Bei deutschen Aktiengesellschaften gilt: Anspruch auf die Dividende hat, wer die entsprechende Aktie am Tagesende des Dividenden-Stichtags im Depot hat. Dieser Stichtag ist in der Regel der Tag der Hauptversammlung. Es kommt also nicht darauf an, wie lange die Aktie zuvor schon im Depot lag. Viele Anleger kaufen dividendenstarke Titel bewusst kurz vor der jeweiligen Hauptversammlung.
Deutsche Unternehmen schütten in der Regel einmal jährlich aus, am Tag nach der Hauptversammlung. Deshalb wird die Aktie am ersten Geschäftstag nach der Hauptversammlung "ex Dividende" gehandelt. Der Aktienkurs sinkt entsprechend um die Höhe der Dividende. Die Monate April und Mai gelten auch als Hochsaison für Dividendenjagden, denn die meisten Aktionärstreffen finden im Frühjahr statt.
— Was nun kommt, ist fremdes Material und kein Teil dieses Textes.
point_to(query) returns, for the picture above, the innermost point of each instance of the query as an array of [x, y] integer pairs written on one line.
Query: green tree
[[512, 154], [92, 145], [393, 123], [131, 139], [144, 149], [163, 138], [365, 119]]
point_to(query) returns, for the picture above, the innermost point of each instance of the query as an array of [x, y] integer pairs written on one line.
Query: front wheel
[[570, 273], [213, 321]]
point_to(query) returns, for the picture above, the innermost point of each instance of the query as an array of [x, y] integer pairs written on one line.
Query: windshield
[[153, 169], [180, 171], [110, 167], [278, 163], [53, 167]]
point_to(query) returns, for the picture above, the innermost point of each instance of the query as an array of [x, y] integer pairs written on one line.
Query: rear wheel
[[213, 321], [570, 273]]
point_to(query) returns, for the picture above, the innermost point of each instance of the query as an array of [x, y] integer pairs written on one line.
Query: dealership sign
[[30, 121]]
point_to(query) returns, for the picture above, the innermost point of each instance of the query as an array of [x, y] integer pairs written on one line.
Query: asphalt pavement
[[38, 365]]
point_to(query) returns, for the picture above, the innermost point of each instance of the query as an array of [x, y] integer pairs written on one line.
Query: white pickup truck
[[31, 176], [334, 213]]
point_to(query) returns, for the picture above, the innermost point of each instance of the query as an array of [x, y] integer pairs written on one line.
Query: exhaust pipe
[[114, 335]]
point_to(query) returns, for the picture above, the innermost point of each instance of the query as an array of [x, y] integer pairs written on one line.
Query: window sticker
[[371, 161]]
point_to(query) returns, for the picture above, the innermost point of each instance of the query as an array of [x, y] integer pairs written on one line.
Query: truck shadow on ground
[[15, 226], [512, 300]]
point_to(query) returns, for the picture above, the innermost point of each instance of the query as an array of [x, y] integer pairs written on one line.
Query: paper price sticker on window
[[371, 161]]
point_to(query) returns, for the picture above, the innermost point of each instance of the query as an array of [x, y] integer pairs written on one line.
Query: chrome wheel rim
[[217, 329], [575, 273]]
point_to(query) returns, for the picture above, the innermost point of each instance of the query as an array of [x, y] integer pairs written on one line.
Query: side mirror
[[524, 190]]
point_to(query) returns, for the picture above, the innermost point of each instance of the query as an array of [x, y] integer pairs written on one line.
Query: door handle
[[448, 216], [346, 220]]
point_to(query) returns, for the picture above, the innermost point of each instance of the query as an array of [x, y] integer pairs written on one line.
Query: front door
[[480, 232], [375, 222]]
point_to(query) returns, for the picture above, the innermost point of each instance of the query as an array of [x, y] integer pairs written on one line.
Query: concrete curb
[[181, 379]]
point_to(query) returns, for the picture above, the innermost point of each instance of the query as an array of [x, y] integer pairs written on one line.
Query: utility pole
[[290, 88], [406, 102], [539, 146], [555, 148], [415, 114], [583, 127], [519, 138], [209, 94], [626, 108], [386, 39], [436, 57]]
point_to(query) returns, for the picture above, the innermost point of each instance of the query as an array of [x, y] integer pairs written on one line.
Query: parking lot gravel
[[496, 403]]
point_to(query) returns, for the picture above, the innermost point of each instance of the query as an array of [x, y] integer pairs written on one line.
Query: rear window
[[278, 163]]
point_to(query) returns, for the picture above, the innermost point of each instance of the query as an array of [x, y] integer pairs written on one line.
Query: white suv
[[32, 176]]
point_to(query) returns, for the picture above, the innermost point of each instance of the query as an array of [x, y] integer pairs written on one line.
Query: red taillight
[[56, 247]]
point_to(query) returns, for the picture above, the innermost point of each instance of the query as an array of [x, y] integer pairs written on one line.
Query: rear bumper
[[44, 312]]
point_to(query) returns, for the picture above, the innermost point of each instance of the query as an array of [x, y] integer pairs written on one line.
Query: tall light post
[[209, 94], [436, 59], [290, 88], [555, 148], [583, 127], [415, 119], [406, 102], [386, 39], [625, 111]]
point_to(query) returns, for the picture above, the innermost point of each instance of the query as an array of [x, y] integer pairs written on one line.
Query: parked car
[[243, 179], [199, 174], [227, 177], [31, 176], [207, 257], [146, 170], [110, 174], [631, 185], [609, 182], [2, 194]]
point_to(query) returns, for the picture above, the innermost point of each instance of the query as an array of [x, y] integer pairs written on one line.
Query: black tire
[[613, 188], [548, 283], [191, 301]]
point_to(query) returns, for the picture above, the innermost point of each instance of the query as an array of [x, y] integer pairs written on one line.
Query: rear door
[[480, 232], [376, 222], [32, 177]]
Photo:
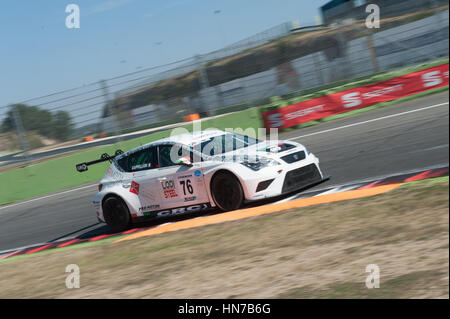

Wichtig zu wissen: Amerikanische Aktiengesellschaften zahlen meistens viermal im Jahr, und zwar pro Quartal. Statt einer Überweisung gibt es also vier kleinere. Wer es richtig anstellt, der verteilt diese zusätzlichen Einnahmen geschickt übers Jahr, ähnlich einer Zusatz-Rente.
Depotbank zieht Steuer automatisch ab
Generell gilt: Dividenden, die auf das Depot-Konto des Anlegers überwiesen werden, sind "Nachsteuer-Dividenden", das heißt, die Kapitalertragssteuer wird von der Bank vor der Überweisung abgezogen und an das Finanzamt weitergeleitet.
Studien belegen, dass Unternehmen, die über Jahre hinweg Dividenden ausschütten, normalerweise weniger anfällig sind für Kursschwankungen als Titel, die wenig oder gar nichts ausschütten. Bei ihnen bleibt allein die Hoffnung auf steigende Aktienkurse – und damit auf einen Gewinn beim Verkauf des Papiers.